Yeesh. Animal research sounds cruel (whether mice, dogs, rabbits, guinea pigs, rats, snakes, pigs), but is unfortunately absolutely essential to medical progress in this day and age. Period. Can it be done more ethically? Sure. Can it be further streamlined to minimize waste and unnecessary suffering for these animals? Yes. And the people who write protocols for these kinds of studies have to jump through A LOT of hoops to prove their studies are worthwhile and minimize the harm and waste involved. And if there is another way to ask and answer the research question being addressed by the animal studies, it is always preferred. Nobody likes harming the animals, even researchers who use animals.
I'm curious how many of you dog (or insert your favorite animal here) lovers would sign up to be the guinea pigs for new drugs or treatments instead of the animals? Should we just start testing on humans from ground zero? Hey, I've got a new drug for disease X that seems to work in a petri dish. I can just start giving it to patients, right? Or, I want to better understand disease X. Can I just kill a few disease X patients so I can harvest their cells and organs? How could medicines and treatments be developed and tested before they are administered to your mom? Your son?
At some point in the process of understanding a disease or developing a treatment, you need a MODEL of that disease. And if you look at the diseases we REALLY don't have a f-ing clue about, it's the ones that we can't or don't know how to model in animals. We'd be a lot closer to understanding autism if we had a legit mouse/dog/monkey model of autism.

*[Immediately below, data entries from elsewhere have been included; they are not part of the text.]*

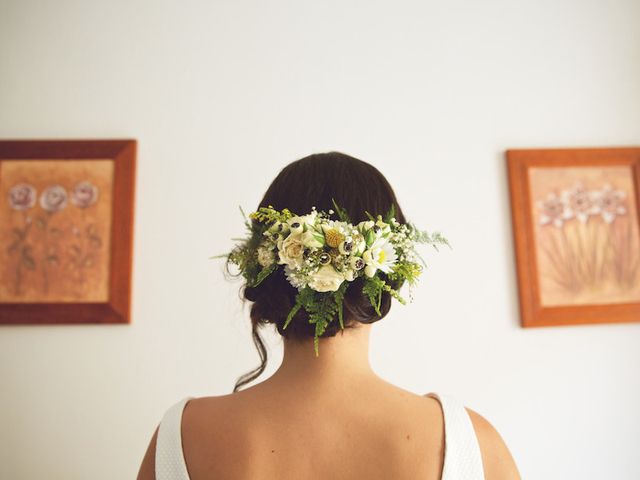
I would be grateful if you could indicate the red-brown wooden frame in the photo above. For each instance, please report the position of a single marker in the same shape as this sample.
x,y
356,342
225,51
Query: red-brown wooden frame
x,y
117,308
532,313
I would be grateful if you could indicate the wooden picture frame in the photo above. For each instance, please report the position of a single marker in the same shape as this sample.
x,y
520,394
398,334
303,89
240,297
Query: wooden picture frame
x,y
575,264
67,234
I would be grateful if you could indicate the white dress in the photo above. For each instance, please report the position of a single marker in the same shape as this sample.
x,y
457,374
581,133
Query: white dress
x,y
462,460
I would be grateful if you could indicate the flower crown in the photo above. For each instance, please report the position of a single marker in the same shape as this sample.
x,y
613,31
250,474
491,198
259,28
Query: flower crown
x,y
321,257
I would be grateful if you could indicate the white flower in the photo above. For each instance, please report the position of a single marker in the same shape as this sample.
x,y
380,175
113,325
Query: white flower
x,y
290,250
22,196
364,226
610,202
384,228
326,279
312,239
579,203
84,194
381,256
54,198
266,257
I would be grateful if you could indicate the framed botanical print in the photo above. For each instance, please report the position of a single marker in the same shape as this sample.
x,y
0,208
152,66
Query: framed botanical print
x,y
66,230
575,215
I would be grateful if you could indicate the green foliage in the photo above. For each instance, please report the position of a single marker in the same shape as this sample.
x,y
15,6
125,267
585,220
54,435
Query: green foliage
x,y
434,239
270,215
341,212
322,308
264,273
373,288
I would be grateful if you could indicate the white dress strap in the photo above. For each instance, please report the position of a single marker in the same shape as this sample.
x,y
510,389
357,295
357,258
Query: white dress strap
x,y
170,463
462,458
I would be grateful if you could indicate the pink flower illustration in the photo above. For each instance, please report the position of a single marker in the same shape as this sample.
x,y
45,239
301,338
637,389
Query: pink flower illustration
x,y
22,196
54,198
611,203
553,210
580,203
84,194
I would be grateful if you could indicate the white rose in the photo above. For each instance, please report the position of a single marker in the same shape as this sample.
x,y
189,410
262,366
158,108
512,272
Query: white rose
x,y
327,279
265,256
290,250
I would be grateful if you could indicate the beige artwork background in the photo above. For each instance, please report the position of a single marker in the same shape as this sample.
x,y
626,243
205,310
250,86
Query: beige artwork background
x,y
60,256
587,240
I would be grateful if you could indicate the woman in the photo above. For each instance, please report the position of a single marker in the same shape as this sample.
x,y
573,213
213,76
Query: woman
x,y
324,415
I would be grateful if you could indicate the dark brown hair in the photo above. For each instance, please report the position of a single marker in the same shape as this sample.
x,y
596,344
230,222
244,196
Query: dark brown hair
x,y
314,181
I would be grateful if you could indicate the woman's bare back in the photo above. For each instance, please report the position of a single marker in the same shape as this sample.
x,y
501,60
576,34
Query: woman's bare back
x,y
378,431
375,431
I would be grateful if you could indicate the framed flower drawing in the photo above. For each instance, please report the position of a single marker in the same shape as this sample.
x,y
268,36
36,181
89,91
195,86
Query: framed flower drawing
x,y
66,230
575,215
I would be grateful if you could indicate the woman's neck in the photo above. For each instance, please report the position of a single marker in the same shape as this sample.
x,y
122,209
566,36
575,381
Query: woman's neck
x,y
342,360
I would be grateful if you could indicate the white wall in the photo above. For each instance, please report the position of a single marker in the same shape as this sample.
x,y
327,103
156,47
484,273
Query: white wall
x,y
223,94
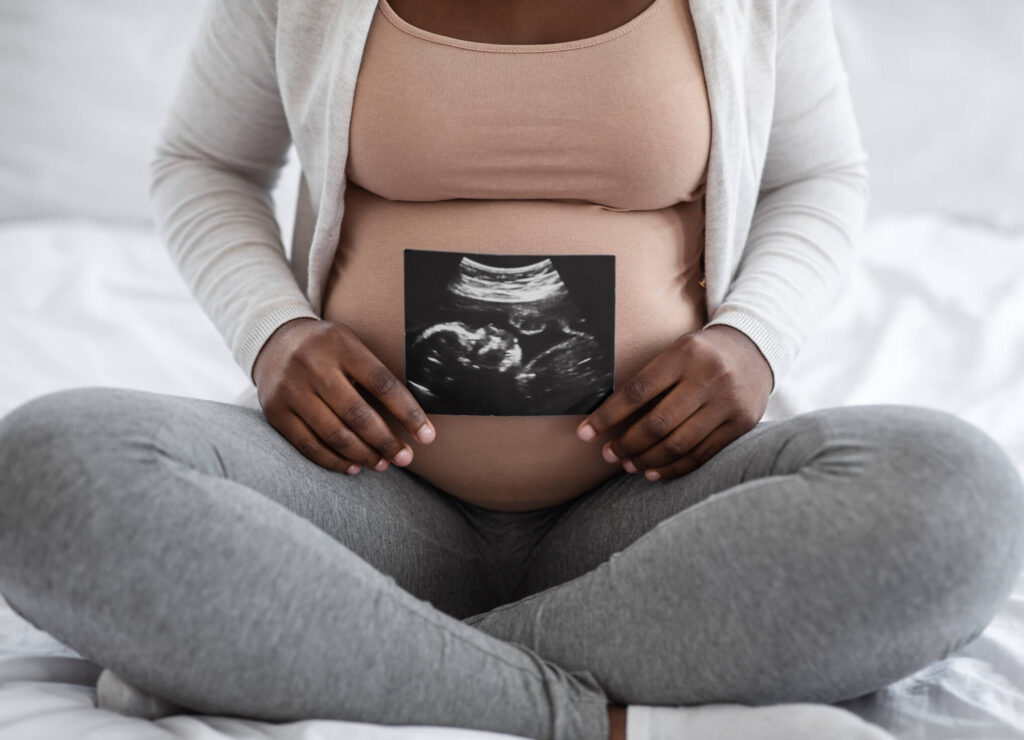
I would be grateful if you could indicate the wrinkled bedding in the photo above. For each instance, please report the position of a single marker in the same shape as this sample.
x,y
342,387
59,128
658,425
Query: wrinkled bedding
x,y
930,316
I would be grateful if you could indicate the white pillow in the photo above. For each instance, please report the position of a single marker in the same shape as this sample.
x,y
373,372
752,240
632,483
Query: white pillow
x,y
938,86
84,88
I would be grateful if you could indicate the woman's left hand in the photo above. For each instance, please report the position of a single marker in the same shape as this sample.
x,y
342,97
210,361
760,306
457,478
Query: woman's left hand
x,y
718,385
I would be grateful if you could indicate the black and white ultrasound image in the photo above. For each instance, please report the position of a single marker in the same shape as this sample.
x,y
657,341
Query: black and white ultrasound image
x,y
509,335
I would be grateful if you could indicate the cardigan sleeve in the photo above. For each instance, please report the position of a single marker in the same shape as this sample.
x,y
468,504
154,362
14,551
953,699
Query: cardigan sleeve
x,y
813,194
218,157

I'm sure anyone with familiarity with autism as well as animals can understand why modeling it might be challenging...
The fact that there exists an animal model of MD, whether dog or other animal, bodes well for the future of patients with that affliction.
I'm all for respecting animals and not harming them in any way, but I don't think people realize without animal research - which is truly the foundation of most meaningful medical research today - you'd be giving up the progress of the last several decades. I am surprised that Ryan Tannehill, touted on this forum as some kind of pre-med wunderkind, fails to grasp this. But it's easy to feel this way if you like animals and don't know a damn thing about medicine or science. Animal research SHOULD cause any reasonable human being some discomfort, and as a society we should strive to make it as humane as possible, so that these animals do not live and die in vain. But the benefits far, far outweigh the downsides.
NOTE: I'm speaking about federally-funded animal research, which is completely different from the oft-cited examples of cosmetics or other frivolous products being tested on bunnies, etc.